- Turkije
Het gerechtssysteem in Turkije heeft een pool van kroongetuigen waaruit ze naar behoefte kunnen putten in politieke strafzaken. Herhaaldelijk is in rechtszaken gebleken dat getuigen voor de aanklager fictieve personen waren. Een daadwerkelijke kroongetuige is Ümit Akbıyık, die eerder actief was in de jeugdraad van de HDP en niet bestand was tegen repressie. Onder andere zijn verklaringen zijn de basis van een onderzoek door de procureur-generaal van Diyarbakır (K. Amed), waarin in april meer dan 200 personen werden gezocht voor arrestatie, waaronder advocaten, politici, journalisten, kunstenaars en activisten. Meer dan veertig van hen werden gearresteerd. In de zittingen bleek dat Akbıyık binnen drie dagen bij de politie in Amed tegen 600 personen had getuigd. In de daaropvolgende tijd steeg het aantal beschuldigden tot meer dan 800. In de getuigenverklaringen staat aan het begin altijd: “De persoon naar wie u heeft gevraagd…”.
Een van de personen naar wie Akbıyık werd gevraagd en die in april vanwege zijn getuigenis werd gearresteerd, is Berfin Can, lid van de partij- en jeugdraad van de HDP. De jonge Koerdische vrouw werd op de eerste zittingsdag van het proces wegens vermeend lidmaatschap van de PKK vrijgelaten uit voorlopige hechtenis.

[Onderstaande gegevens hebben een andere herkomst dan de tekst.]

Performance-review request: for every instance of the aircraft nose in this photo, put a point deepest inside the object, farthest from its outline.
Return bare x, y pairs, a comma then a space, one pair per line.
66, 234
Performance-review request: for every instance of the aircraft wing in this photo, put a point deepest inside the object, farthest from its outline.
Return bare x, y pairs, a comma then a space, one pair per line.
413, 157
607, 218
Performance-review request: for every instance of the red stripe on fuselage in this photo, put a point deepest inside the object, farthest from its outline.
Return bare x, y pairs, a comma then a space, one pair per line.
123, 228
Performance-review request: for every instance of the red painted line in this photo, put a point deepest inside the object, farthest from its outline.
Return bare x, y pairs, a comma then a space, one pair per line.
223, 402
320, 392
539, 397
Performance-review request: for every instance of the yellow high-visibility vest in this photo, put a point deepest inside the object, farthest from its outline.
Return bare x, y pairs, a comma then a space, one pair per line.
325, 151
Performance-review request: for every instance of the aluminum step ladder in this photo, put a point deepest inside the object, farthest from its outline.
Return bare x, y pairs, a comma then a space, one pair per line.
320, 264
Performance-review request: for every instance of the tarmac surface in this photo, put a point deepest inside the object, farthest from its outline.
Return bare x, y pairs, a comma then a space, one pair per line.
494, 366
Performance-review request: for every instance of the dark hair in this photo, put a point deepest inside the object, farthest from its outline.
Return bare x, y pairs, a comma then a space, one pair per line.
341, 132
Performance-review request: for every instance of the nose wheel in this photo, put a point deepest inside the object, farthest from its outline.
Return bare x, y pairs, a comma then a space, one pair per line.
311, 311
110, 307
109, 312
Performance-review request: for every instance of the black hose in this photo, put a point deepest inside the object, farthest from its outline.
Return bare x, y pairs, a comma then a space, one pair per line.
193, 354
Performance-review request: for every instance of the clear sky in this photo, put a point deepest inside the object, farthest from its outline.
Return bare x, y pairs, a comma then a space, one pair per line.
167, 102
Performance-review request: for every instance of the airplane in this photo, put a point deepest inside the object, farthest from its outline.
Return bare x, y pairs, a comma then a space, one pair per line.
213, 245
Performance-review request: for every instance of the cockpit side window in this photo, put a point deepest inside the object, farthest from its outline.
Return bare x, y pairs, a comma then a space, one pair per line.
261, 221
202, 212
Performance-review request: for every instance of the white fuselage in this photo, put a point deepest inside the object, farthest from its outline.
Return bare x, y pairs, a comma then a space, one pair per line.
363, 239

Tijdens de zitting voor de tweede kamer voor zware misdaden in Êlih (Tr. Batman) werd meegedeeld dat Akbıyık niet had gereageerd op een gerechtelijk verzoek op zijn verblijfadres. Een andere getuige voor de aanklager, Şiyar Aydın, die nog steeds in de gevangenis zit, antwoordde ook niet. Op een verzoek aan de getuige Keziban Kuday kwam het antwoord uit de gevangenis dat zij was vrijgelaten.
Berfin Can nam via een videoverbinding vanuit het vrouwengevangenis in Amed deel aan de zitting, samen met haar advocaat Gizem Miran, en weersprak de beschuldigingen tegen haar. Haar verdediging betoogde dat de beklaagde een politicus is en zich openlijk politiek bezighoudt. De verklaringen tegen haar zijn vaag en kunnen niet worden betwist omdat de getuigen niet verschenen zijn. De rechtbank willigde het verzoek van de verdediging tot opheffing van het arrestatiebevel in en legde gerechtelijke meldingsverplichtingen op. De zitting werd verdaagd tot 30 november.